Приехал поначалу в Луганск. На Донбассе уже стреляли. "Можно и так", - встретил Иртыш известие о вооруженных стычках с фашиствующими украинцами. Прибывший из Славянска за пополнением забрал его и ещё троих ополченцев на передовую "русской весны". В беседе рекрутер источал уверенность в скорой победе. Только предупредил: за неисполнение приказа - пуля. Либо в голову, либо - в ногу. Угрозу не поняли, сочтя за шутку. Плохую, конечно. Разве в своих стреляют? Иртыш меж новых товарищей назвал рекрутера "Барабаном", хотя луганские представили того Политруком. Иртыш оценил "погоняло" неудачным, надуманным. Какой-такой политрук? Говорит тот хотя и негромко, но звучно - барабан и есть!
Он мыслил в логике недавней жизни: не подхожу - обходной на руки; и воюйте сами, а я смотреть буду. А то - пулю! За какой-такой приказ! Иртыш и к законам то относился без особого почтения. Однако ни сам Иртыш, ни его спутники открыто не возмущались, перетерли меж собой "тупую тему" и на том успокоились. Иртыш тогда лишь чуток принюхался. Отчего-то считая, что неприятности можно учуять носом. Своим глазам и ушам веры меньше - какое кино только не покажут! И вот перед ним какой-то рыбак с кобурой. Упитанный, и вид жизнелюбивый, со здоровым румянцем на щеках под седой щетиной. Представить такого твоим убийцей трудно. Иртыш внутренне хохотнул: во, мужик загнул! Тоже мне - приказчик! С тем и уехал на помощь Славянску.

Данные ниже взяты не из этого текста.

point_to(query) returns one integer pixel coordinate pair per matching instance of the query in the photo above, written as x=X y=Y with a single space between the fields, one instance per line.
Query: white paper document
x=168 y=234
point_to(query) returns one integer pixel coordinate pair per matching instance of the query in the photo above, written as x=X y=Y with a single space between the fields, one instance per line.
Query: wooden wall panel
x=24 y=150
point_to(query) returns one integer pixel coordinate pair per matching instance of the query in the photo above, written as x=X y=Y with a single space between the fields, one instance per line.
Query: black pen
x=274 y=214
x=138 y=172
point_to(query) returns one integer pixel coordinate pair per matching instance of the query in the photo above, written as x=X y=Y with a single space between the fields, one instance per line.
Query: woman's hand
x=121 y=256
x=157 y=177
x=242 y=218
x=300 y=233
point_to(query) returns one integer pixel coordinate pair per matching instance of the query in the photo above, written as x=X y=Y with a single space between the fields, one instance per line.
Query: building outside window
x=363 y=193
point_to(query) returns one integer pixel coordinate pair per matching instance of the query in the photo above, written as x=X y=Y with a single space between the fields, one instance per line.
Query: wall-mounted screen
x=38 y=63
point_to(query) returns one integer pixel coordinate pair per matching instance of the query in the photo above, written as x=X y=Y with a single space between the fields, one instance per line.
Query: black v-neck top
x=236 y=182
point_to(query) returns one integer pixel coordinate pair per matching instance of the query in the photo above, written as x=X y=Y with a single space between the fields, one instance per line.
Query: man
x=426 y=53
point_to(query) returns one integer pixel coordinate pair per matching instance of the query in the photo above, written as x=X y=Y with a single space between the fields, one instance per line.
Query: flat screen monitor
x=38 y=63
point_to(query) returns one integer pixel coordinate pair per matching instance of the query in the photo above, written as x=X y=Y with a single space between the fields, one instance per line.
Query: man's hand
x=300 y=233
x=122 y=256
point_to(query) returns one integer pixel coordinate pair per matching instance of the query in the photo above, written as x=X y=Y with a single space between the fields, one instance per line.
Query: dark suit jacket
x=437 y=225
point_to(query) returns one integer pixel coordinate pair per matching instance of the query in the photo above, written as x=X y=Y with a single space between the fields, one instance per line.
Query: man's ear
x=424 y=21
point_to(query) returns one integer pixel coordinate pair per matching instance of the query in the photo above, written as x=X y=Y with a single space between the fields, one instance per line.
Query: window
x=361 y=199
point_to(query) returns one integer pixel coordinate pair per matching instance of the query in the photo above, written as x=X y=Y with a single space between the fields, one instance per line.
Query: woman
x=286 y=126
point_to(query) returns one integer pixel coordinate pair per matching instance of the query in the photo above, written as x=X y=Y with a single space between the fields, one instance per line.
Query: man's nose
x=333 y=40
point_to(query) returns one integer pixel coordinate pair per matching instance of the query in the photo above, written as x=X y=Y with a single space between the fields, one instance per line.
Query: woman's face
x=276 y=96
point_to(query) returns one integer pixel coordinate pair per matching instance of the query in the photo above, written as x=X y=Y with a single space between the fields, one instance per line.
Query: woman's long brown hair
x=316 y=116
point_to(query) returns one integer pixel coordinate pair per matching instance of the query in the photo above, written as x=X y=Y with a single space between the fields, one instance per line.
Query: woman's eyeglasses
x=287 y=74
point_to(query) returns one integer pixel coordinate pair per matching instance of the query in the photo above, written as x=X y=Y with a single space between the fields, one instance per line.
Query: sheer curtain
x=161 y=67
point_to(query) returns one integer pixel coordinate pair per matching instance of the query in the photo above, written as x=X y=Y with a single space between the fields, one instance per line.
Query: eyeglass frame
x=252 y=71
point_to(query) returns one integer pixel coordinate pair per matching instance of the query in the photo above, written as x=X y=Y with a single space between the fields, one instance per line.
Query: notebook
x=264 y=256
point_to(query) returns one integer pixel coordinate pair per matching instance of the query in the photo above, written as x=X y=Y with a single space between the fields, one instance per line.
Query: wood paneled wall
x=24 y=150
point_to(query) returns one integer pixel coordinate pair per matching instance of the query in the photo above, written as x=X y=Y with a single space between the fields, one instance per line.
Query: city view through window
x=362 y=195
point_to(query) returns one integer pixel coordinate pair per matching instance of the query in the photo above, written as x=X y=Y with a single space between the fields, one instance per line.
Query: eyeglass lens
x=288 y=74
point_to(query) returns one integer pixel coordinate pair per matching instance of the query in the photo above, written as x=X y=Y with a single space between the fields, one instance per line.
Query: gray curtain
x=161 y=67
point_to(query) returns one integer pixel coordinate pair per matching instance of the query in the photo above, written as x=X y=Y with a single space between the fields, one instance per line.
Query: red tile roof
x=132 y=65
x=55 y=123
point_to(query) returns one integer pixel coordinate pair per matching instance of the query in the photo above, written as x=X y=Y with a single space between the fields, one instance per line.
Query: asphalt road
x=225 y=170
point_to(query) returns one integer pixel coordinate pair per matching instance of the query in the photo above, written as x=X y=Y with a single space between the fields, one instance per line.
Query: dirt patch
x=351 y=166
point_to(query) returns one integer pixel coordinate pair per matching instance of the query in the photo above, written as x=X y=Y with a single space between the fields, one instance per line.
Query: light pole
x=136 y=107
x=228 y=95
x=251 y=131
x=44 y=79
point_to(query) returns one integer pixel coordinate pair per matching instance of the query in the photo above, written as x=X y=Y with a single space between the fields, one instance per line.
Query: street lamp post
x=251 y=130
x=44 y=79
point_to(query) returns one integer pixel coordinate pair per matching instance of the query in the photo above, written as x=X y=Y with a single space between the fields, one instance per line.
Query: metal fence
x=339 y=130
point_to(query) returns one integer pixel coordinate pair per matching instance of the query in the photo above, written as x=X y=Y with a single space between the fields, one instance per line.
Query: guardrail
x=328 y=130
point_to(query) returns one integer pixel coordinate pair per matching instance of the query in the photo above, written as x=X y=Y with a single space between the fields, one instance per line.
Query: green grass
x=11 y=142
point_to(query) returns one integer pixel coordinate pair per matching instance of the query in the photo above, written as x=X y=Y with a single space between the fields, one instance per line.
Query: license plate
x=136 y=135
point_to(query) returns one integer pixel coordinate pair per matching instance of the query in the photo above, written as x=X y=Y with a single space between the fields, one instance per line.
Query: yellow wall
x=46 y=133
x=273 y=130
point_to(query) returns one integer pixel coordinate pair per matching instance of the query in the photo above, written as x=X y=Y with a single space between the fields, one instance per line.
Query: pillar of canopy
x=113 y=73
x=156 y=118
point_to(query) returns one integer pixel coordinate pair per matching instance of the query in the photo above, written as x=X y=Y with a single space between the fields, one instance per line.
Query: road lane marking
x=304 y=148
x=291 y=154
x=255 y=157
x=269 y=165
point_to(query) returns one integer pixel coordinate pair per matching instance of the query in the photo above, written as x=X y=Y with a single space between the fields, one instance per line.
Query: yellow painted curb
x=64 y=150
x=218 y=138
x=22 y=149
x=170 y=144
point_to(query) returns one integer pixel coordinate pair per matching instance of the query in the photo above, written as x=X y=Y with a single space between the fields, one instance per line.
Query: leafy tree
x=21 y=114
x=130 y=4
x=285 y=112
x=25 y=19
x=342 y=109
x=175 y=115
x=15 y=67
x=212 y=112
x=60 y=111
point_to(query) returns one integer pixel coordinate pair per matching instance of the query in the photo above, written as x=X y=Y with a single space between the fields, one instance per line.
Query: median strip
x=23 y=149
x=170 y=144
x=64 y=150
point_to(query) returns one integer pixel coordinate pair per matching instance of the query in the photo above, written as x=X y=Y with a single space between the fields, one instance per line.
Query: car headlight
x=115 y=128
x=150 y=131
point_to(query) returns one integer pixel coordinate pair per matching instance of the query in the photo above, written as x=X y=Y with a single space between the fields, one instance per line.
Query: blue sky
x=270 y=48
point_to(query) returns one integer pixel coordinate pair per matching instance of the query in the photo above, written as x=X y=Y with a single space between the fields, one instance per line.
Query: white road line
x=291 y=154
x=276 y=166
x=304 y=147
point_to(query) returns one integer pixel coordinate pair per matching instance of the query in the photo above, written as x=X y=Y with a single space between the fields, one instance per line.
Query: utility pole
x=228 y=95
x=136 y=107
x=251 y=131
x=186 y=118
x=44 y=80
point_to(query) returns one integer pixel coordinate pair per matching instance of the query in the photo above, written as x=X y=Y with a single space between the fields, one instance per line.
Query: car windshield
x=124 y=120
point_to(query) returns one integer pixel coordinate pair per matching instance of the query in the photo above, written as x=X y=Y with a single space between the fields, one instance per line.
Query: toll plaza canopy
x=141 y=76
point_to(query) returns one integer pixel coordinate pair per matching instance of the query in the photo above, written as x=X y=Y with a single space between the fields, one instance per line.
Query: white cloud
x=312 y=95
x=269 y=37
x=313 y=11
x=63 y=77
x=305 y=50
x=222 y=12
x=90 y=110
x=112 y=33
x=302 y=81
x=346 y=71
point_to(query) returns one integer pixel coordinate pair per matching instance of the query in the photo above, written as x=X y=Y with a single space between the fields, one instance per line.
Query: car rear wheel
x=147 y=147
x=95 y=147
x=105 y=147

Война входила в мир Иртыша неспешно. Выдали "калаш", поселили с товарищами в домик, окружённом черешневым садом. Несмотря на сезон хозяева "дачи", бывали тут редко, опасаясь набирающего силы конфликта. Нацики шли за спиной армии, подгоняя её. Новый тип заградотряда, так сказать демократический.
Мир победившего майдана наступал всё увереннее. Если кто и появлялся, наберёт чуток урожая и - обратно -в свою панельку. За имущество особо не волновались, да и добра "на даче" не так много. А известие о безжалостном трибунале обошло каждый дом в округе. Есть куда и кому пожаловаться. И жалуются, если что. Легитимность трибунала - граждан заслуга. "Первый" знает толк в политике.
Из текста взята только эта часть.